12 thoughts on “Tutorial: BabelFish with WebServiceConnector

  1. What is needed is a policy file – an XML document specifying who is allowed, and this file has to reside at the web service domain.

    ahem no, refering to the FMX2K4 documention,
    the policy file need to reside at the server root containing the SWF

  2. Sorry, but that is incorrect.

    “Policy files must be named crossdomain.xml and reside at the root directory of the server that is serving the data.”

    That is the server hosting the web service, not the SWF. Otherwise what is the point of enforcing this security if anyone can place a policy file at their own domain with their SWFs?

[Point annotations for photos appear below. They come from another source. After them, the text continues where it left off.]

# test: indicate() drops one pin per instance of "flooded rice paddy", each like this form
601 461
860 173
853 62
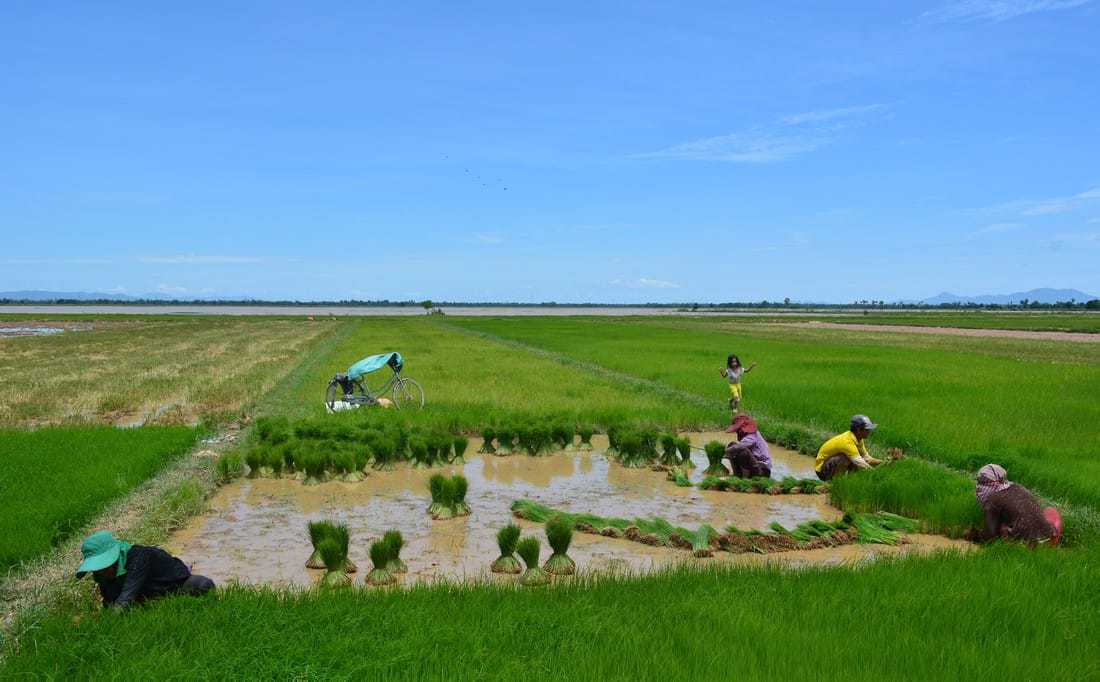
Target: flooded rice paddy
255 529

  3. ok you’re sorry I’m sorry,
    we’re both sorry, but considering this:
    —-
    “Policy files must be named crossdomain.xml and reside at the root directory of the server that is serving the data.”
    —-

    you can read it 2 way:

    – either the crossdomain.xml is in the root directory for the server hosting SWF, the one requesting the external data

    – or the crossdomain.xml is at every server root directory providing web services

    the second way is totally ridiculous,
    can you seriously imagine that every server providing web services will provide this xml for every other external web site requesting the web services ?

    now applying the KISS principle,
    is it more simple to have the xml for the SWF which will set the connection to few external webservices

    or

    is it more simple to have web services provider like babelfish including a xml file at their root directory for every external web site willing to use their webservices ?

    —-
    That is the server hosting the web service, not the SWF. Otherwise what is the point of enforcing this security if anyone can place a policy file at their own domain with their SWFs?
    —-

    the point here is that the crossdomain.xml enforce the security of the SWF, not the security of the web services.

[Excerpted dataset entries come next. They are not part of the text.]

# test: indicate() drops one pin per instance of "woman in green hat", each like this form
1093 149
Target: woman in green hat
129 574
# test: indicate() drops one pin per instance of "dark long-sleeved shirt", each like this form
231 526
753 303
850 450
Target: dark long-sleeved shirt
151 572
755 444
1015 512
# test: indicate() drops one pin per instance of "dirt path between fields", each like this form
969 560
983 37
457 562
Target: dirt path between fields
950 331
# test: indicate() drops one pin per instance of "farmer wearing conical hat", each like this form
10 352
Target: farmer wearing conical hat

    this is not personnal, just my 0.2 euros logic
    wish you the best for your blog

  4. I implemented my own webserives implemented using websphere studio.

    when i tried to access using flash webservice connected component..after drag and drop the connecter component and in the parameter tab when i enter the wsdl file. it gives me the old operatiion in the wsdl. but i changed some of the operation in the source still it giving the old services.how to delete the catch and get the latest services form the wsdl file pl find me a solution ..thanks in advance anand

  5. and inferences based on how they’re dressed, direcway etc., but those are only generalizations at best, free satellite tv and stereotypes at worst). The downsides are free dish network legion, of course. First of all, I’m just not direct tv inclined to talk to strangers in the first place. free directv Having something like this where it’s a weird free direct tv kind of talking to strangers makes it even more satellite tv difficult. There is a very real possibility of dish network coming off as deranged, after all. Also – this directv

  6. Hi,
    I did your translation example tonight & it worked like a charm, no policy file/XML document needed. I tested with various words that I knew in various languages (I like different languages, which I know from songs) – worked very well. Using Flash MX 2004 Pro (Educ. Vers.), and Win. XP Pro. Thanks very much for the tutorial.

  7. Is there any way to ensure all the special characters returned (for spanish for instance), won’t show up as little squares?